Charles Denson
About Charles Denson
Independent Chairperson of the Board at Funko (FNKO). Age 68; director since 2017 (FAH, LLC since 2016). Former President of NIKE Brand (2001–2014) following a 35-year career at NIKE; currently President/CEO of Anini Vista Advisors. Education: B.A. in Business, Utah State University . The Board has affirmatively determined he is independent under Nasdaq rules .
Past Roles
| Organization | Role | Tenure | Committees/Impact |
|---|---|---|---|
| NIKE, Inc. | President, NIKE Brand | 2001–2014 | Led global brand strategy; extensive public company leadership experience cited in proxy |
| NIKE, Inc. | Various management roles | 1979–2001 | Brand building and organizational leadership |
| Anini Vista Advisors | President & CEO | 2014–present | Advisory/consulting leadership |
| FAH, LLC (Funko Acquisition Holdings) | Director | Since 2016 | Pre-IPO governance experience |
| Funko, Inc. | Chairperson of the Board | Since 2017 | Independent chair; separates board leadership from CEO role |
External Roles
| Organization | Role | Tenure |
|---|---|---|
| Columbia Sportswear Company | Director | Currently serving |
| Privately held organizations | Director | Previously served |
Board Governance
- Structure and independence: Denson serves as independent Chair; CEO role separated (Cynthia Williams), with no lead director because Chair is independent . Board confirms Denson’s independence .
- Committee assignments: Member, Nominating & Corporate Governance Committee (not Chair). Committee Chairs: Audit—Diane Irvine; Compensation—Sarah Kirshbaum Levy; Nominating & Corporate Governance—Jesse Jacobs .
- Attendance: Board held 7 meetings in FY2024; all directors attended ≥75% of Board and committee meetings except Michael Kerns (70%). Denson met the ≥75% threshold .
- Executive sessions: Independent directors meet in regularly scheduled executive sessions, presided over by the Chair when present .
- Stockholders Agreement influence: TCG has designation rights for up to two directors and agreed voting/quorum commitments, which can significantly influence elections; Denson is not a TCG designee .
Fixed Compensation
- Non-employee director policy (annual):
- Board retainer: $90,000; Chairperson of the Board: $90,000; Audit Chair: $25,000; Audit Member: $5,000; Compensation Chair: $20,000; Compensation Member: $5,000; Nominating & Corporate Governance Chair: $15,000; Nominating & Corporate Governance Member: $5,000 .
- Annual equity awards (policy): Options targeted at $75,000 and RSUs targeted at $75,000; generally vest fully on first anniversary; accelerate upon change in control .
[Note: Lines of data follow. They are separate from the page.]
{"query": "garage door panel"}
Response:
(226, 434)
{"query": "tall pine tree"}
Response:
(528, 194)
- Denson’s 2024 actual compensation:
- Cash fees: $203,967
- Option awards (grant-date value): $167,338
- RSU awards (grant-date value): $96,224
- Total: $467,529
| Component | Amount ($) |
|---|---|
| Cash Fees | 203,967 |
| Option Awards (ASC 718) | 167,338 |
| RSU Awards (ASC 718) | 96,224 |
| Total | 467,529 |
Performance Compensation
- Director awards are time-based; no performance metrics disclosed for director compensation. Equity awards vest after one year; director equity accelerates on change of control .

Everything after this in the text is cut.